A Mosaic of Voices
Community Studies Center launches YouTube channel
September 29, 2009
Manuel Saralegui ’09 and Gabriela Uassouf ’10 worked closely with Mersida Camdzic (onscreen) to translate Bosnian women’s stories for “The Clothesline Project: Bosnia Herzegovina.” Camdzic decided to tell her story as well.
The Community Studies Center (CSC) has unveiled a collection of mini-documentaries and profiles on its new YouTube channel.
Ranging from five to 10 minutes long, the videos are produced by faculty and students who participated in the CSC’s mosaic programs. The content is drawn from archival material and oral-history interviews. According to Susan Rose ’77, director of the CSC, the channel gives students and faculty an opportunity to present results of their research to a wider, nonacademic audience.
Voices of the past
The mosaic program began as an experiment in multicultural education and an alternative to traditional study-abroad options, said Rose.
“A number of faculty came together to think about engaging students in local communities and negotiating the challenges of domestic diversity that often is more difficult to deal with than going abroad,” she added. “Initially it was thought to be a junior-year experience where you would be immersed in local communities.”
Previous mosaics include Steelton, Pa., in 1996 and 2001; Mexican Migration in 1998 and 2003; Patagonia Migration Project in 2001, 2003 and 2005; Montserrat in 2005; Venezuela in 2007 and 2008; and Black Liberation Movements in 2008, a comparative mosaic studying the South Africa anti-apartheid movement and the civil-rights movement in Mississippi.
One of the videos is a condensed version of “An Argentine Mosaic: Destino Patagonia,” a 71-minute bilingual documentary produced by Rose and Marcelo Borges, associate professor of history. It focuses on the immigration stories that led to the development of Comodoro Rivadavia and oil company towns in the Patagonia district of Argentina.
The Patagonia Migration Project also features bilingual interviews with a Spanish stowaway to Patagonia after the Spanish Civil War of 1836-39 and with a Patagonian who returned to Spain to fight against Gen. Francisco Franco.

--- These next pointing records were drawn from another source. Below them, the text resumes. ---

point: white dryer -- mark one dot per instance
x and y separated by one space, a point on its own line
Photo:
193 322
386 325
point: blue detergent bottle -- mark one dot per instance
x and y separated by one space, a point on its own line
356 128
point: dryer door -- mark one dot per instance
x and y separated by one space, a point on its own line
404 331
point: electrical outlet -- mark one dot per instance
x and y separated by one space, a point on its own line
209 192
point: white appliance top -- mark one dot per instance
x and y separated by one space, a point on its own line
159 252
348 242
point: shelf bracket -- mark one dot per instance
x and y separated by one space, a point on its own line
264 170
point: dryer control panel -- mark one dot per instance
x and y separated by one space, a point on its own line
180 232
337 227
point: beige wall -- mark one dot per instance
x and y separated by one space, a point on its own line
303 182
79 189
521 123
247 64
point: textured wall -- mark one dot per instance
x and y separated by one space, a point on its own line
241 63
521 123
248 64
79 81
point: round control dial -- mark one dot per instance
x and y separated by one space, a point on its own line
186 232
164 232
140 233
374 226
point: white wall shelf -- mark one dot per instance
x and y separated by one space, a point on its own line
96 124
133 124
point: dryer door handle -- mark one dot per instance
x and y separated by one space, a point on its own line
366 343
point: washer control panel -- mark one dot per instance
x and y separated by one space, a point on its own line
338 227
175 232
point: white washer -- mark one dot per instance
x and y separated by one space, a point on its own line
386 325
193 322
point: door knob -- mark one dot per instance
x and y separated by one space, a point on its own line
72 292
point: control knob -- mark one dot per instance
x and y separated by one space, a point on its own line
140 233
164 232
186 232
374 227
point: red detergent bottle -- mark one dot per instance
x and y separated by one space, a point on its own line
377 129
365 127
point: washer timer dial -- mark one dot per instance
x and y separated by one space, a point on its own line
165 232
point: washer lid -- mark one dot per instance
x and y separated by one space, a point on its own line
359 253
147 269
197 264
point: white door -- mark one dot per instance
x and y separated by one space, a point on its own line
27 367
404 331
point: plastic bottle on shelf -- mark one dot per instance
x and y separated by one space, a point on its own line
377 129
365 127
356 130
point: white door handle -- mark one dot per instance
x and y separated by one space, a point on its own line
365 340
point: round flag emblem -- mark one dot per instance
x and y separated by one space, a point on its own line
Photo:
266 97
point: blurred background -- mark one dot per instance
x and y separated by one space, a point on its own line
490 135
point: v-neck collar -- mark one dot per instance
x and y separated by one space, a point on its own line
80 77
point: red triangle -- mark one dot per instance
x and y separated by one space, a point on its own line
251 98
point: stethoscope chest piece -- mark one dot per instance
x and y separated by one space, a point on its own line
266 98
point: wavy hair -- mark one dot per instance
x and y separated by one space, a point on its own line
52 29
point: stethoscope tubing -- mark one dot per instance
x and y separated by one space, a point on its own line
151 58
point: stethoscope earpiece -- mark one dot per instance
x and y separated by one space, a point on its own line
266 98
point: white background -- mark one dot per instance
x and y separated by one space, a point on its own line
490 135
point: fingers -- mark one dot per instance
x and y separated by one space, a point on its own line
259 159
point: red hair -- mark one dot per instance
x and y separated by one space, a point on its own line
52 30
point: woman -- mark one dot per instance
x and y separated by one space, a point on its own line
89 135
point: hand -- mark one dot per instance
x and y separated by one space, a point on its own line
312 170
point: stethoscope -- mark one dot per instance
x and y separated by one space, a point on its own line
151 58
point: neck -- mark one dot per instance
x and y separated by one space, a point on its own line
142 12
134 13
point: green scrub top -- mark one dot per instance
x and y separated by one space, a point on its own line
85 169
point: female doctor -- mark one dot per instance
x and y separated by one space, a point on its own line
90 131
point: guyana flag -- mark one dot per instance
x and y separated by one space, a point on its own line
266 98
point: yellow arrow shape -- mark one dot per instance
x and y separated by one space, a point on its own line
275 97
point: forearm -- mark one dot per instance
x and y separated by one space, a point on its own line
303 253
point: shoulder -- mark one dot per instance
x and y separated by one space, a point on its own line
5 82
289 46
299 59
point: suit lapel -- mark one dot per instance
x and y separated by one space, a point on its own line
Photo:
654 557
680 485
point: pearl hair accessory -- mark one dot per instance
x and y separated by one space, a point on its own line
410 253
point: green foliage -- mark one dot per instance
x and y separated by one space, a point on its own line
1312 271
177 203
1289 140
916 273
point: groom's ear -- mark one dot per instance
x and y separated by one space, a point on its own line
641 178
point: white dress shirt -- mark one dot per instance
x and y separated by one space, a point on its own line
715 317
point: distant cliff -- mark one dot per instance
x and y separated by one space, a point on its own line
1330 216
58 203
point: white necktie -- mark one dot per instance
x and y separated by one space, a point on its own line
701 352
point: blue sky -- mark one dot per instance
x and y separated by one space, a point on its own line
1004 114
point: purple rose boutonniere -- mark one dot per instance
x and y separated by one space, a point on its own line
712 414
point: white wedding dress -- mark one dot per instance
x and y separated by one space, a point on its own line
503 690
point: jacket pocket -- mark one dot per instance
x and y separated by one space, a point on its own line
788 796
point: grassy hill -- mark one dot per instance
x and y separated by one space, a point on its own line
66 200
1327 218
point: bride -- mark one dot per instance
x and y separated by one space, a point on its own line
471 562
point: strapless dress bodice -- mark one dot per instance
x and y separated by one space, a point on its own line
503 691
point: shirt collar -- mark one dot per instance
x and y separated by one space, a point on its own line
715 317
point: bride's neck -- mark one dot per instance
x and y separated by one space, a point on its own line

The Black Liberation Mosaic produced several documentaries as well, including two pieces about apartheid-era South Africa and a Ken Burns-style video based on research on sharecropping in the Mississippi Delta.
“Students [in the mosaics] are actively involved in research design, interviewing and ethnographic research,” Rose said. “[They also] think about how they are going to meaningfully, ethically and effectively present the research to a larger community and give back to the communities with whom they’ve been collaborating.”
A local voice
One video, however, did not originate with a mosaic. Based on an interview with Bosnian immigrant Mersida Camdzic, owner of Mersida’s European Food Store in Carlisle, it holds a singular significance for many in the CSC. The video is part two of “The Clothesline Project: Bosnia Herzegovina,” which documents the genocide—and the systematic use of rape as a weapon of war—that erupted in the wake of former Yugoslavia’s breakup.
Part one features stories of women survivors in a witness-protection program who had testified against Marko Radić, the commander of the concentration camp near Mostar, Bosnia. It is based on interviews conducted in 2007 by Shannon Sullivan ’09, who had received a CSC research grant for her senior honors thesis on the topic.
When it came time to put the video together, she needed someone fluent enough in the Bosnian language to help her with translations and subtitles. Rose introduced Sullivan to Camdzic, whom Rose had met while guiding research projects for first-year and senior seminars that focused on recent immigrants to the Carlisle area.
Manuel Saralegui ’09 joined the editing team in February, and Gabriela Uassouf ’10 took over for Sullivan when she graduated. As the project took shape, the students grew closer to Camdzic, spending afternoons at her shop.
“We would work on this then go to Mersida’s and have lunch together while we showed her progress on the video,” Saralegui said. “She even helped us select the appropriate music.” The soundtrack features a children’s song about the Mostar River, which literally and symbolically divided the community.
This summer, Camdzic decided that she also wanted to share her experience and allowed Saralegui and Uassouf to interview her.
“It was a powerful afternoon,” Uassouf said. “It was difficult for her to tell the story, and she wouldn’t have talked if we hadn’t built that relationship.”
According to Rose, Camdzic found the experience liberating and was thrilled with the results. “There was a real sense that she wanted to share this with her friends and family here and in Bosnia,” Rose said. “[There was a] word we could never translate—it was some combination of pride and gratitude. She’s someone who wants to speak the truth.”
Rose added that the CSC makes careful choices about what is appropriate for public consumption. Some of the video footage may be available only as CSC archive material, while other interviews will be posted to YouTube once they are completed. “The most important thing is that it’s a dialogue,” she said. “Whatever story you’re telling, you have to be thoughtful about what you’re presenting to the larger public.”